Let’s look at Yahoo for the same phrase. They’ve ranked the page at #3, and used the following snippet:
“Learn SEO copywriting with Jill Whalen’s special report — The Nitty-gritty of Writing for the Search Engines.”
Now that’s a good snippet! Well, guess what? That’s my Meta description tag for that page. Even though the exact phrase wasn’t in the tag, and neither was the word “copy,” Yahoo still chose to display it for this search query. I’m guessing this is because that phrase is actually nowhere on the page, other than in the Title tag. So with Yahoo, having a decent Meta description tag was very worthwhile in this instance.
I also recently discovered that when I tested a nonsense word in the Meta description tag of a page (with the word not appearing elsewhere on the page), Google did not find it. But when I added the word to the visible text copy on the page, Google would bring up the test page when the nonsense word was searched for. Not only that, but it displayed that part of the Meta description tag where the nonsense word appeared.
In Yahoo, my nonsense-word test page was found, even if the word appeared only in the Meta description tag and nowhere else on the page. Interestingly enough, however, Yahoo didn’t display the part of the tag where the word was placed. They displayed only the beginning of the description, and cut it off after about 45 words. I purposely placed my nonsense word deep into my description tag to see if it would get picked up. In this case, the word appeared as the last of 138 words in the tag. I’ll probably add even more words at some point to see if there’s any cutoff point where Yahoo will stop indexing.
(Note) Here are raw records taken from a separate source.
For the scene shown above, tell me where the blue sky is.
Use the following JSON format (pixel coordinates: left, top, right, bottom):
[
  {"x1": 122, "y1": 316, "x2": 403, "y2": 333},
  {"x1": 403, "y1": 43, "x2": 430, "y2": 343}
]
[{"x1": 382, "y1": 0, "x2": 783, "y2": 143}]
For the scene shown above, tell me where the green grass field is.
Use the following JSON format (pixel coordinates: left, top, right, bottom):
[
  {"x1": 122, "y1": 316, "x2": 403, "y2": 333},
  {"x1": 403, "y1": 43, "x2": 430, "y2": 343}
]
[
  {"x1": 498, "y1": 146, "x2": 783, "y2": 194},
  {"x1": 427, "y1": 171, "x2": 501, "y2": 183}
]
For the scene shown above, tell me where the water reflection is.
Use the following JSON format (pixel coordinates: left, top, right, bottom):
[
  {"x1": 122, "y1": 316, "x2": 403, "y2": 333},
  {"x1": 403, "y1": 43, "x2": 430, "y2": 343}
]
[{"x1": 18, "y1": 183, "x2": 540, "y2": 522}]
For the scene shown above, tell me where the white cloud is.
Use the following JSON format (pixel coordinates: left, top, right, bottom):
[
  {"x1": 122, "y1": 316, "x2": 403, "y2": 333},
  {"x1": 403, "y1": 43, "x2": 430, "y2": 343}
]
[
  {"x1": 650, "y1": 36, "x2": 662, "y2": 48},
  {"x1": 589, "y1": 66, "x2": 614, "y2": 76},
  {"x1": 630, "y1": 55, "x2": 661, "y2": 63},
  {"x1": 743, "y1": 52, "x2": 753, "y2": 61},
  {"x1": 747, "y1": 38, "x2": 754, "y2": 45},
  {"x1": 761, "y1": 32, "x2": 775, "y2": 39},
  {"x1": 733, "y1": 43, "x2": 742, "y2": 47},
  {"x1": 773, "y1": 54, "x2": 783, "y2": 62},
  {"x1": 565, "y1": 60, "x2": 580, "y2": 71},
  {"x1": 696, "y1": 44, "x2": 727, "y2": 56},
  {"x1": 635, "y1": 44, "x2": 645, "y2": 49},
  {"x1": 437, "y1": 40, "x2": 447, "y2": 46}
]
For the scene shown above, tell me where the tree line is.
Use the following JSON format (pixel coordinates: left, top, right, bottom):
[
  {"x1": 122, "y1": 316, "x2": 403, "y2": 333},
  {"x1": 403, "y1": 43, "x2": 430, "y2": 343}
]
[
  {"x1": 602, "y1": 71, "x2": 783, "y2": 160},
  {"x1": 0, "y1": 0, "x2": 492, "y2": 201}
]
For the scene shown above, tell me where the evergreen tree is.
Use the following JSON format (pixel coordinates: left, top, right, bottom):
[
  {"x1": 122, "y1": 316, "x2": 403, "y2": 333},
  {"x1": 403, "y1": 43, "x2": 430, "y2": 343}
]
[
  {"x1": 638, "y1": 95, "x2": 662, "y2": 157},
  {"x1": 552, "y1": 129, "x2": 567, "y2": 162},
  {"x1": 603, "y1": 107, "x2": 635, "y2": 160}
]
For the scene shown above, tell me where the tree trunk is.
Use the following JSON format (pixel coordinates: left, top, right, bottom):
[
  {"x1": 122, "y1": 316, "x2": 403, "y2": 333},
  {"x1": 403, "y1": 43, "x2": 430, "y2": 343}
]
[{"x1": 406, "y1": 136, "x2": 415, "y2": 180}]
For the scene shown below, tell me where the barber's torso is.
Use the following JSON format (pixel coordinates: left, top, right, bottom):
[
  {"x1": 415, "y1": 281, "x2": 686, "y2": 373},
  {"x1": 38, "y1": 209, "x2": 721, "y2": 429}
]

I also tested a few searches at Teoma and MSN. Each engine is slightly different in how they display the Meta description tag. Teoma seems to find the words in the tag, but doesn’t necessarily display them. When I searched for a unique sampling of text from one of my tags, Teoma found the page, but chose to display the first sentence on the page instead. Not surprisingly, the current MSN search worked the same as Yahoo. However, MSN’s search technology preview (which is the new engine they’re working on) behaved similarly to Google on all tests regarding Meta descriptions.
My new recommendation for this tag is not to worry too much about it. If you have some great call-to-action statements utilizing your keyword phrases on your Web pages, they will probably show up in your snippets at the engines. But since it’s easy enough to create a compelling sentence or 2 that incorporates your main keyword phrases, you might as well do this for your Meta descriptions.
Certainly, the more control you have over your listing in the SERPs, the more clickthroughs you should see. If your Meta description tags can help with that, then it’s certainly worth the time to create compelling, keyword-rich ones.